B. Transcriptomic Profiling

• Gene Expression: RNA-seq of PC1-CT overexpressing hiPSC-CMs showed significant enrichment in gene sets related to ribosome biogenesis, RNA processing, nuclear export, and protein synthesis.
• Hypertrophic Markers: Classical hypertrophic markers (e.g., Nppa, Nppb, Myh7) remained unchanged, indicating a dissociation between translational upregulation and the canonical hypertrophic transcriptional program.
• Pathway Inference: PROGENy analysis predicted increased PI3K pathway activity.

C. Signaling Pathway Activation

• mTOR Branch Activation: PC1-CT overexpression increased phosphorylation of Akt, ERK, S6K1, and Ribosomal Protein S6.
• Selective Activation: Notably, phosphorylation of 4EBP1 (the other major mTORC1 effector) was unchanged. This suggests PC1-CT preferentially activates the S6K1-S6 branch of mTOR signaling.
• Upstream Dependency:
  • PI3K: Treatment with LY294002 (PI3K inhibitor) abolished S6 phosphorylation.
  • MEK: Treatment with U0126 (MEK inhibitor) had no effect on S6 phosphorylation.
  • Gi/o Independence: Pertussis toxin (Gi/o inhibitor) and PI3Kγ-selective inhibitors (Duvelisib, AS-605240) did not block PC1-CT-induced Akt or S6 phosphorylation.
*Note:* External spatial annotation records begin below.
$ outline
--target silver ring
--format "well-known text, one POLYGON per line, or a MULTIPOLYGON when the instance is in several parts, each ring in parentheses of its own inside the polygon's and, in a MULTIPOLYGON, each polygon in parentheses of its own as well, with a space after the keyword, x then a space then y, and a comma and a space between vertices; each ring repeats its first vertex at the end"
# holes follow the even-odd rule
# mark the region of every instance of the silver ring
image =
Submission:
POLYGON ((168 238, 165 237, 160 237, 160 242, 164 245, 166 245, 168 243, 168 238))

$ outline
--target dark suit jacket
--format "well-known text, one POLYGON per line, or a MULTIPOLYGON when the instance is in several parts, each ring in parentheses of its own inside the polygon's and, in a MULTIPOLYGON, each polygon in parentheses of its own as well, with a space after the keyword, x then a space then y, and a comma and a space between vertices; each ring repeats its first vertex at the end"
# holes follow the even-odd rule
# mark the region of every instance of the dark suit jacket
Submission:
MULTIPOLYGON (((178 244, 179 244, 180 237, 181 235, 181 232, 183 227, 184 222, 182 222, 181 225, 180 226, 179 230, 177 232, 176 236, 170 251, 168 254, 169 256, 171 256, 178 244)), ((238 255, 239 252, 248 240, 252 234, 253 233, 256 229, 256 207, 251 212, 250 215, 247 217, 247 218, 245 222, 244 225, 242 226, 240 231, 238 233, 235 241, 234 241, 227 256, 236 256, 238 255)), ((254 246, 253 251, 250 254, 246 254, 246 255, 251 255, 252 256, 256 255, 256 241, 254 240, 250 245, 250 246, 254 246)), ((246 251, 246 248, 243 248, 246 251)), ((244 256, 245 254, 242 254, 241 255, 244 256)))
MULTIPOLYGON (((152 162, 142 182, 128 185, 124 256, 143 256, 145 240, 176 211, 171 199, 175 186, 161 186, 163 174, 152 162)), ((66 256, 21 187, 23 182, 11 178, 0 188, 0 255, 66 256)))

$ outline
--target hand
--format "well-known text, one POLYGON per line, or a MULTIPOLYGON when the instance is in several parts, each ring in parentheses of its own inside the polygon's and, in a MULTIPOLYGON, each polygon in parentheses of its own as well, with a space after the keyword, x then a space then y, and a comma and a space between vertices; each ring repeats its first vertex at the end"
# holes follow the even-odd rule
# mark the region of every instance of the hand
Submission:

5. Significance and Implications

• Novel Mechanosensing Mechanism: This work establishes that PC1-CT acts as a mechanosensor that directly engages the PI3K-Akt-mTOR-S6K1-S6 pathway to enhance ribosome biogenesis and protein synthesis in human cardiomyocytes.
• Dissociation of Growth Programs: The findings reveal that cardiomyocyte growth can be driven by translational control (ribosome biogenesis) without triggering the fetal-gene transcriptional program typically associated with pathological hypertrophy.
• Therapeutic Context: Understanding that PC1-CT signaling is Gi/o-independent in this context challenges previous models derived from membrane-anchored constructs. This distinction is crucial for developing therapies targeting PC1-related signaling in cardiac hypertrophy or Polycystic Kidney Disease (PKD), where PKD1 and TSC2 (a negative regulator of mTOR) are often co-deleted.
• Future Directions: The study highlights the need to define the precise sub-sarcomeric binding partners of PC1-CT and determine how mechanical stress modulates this specific biosynthetic pathway in vivo.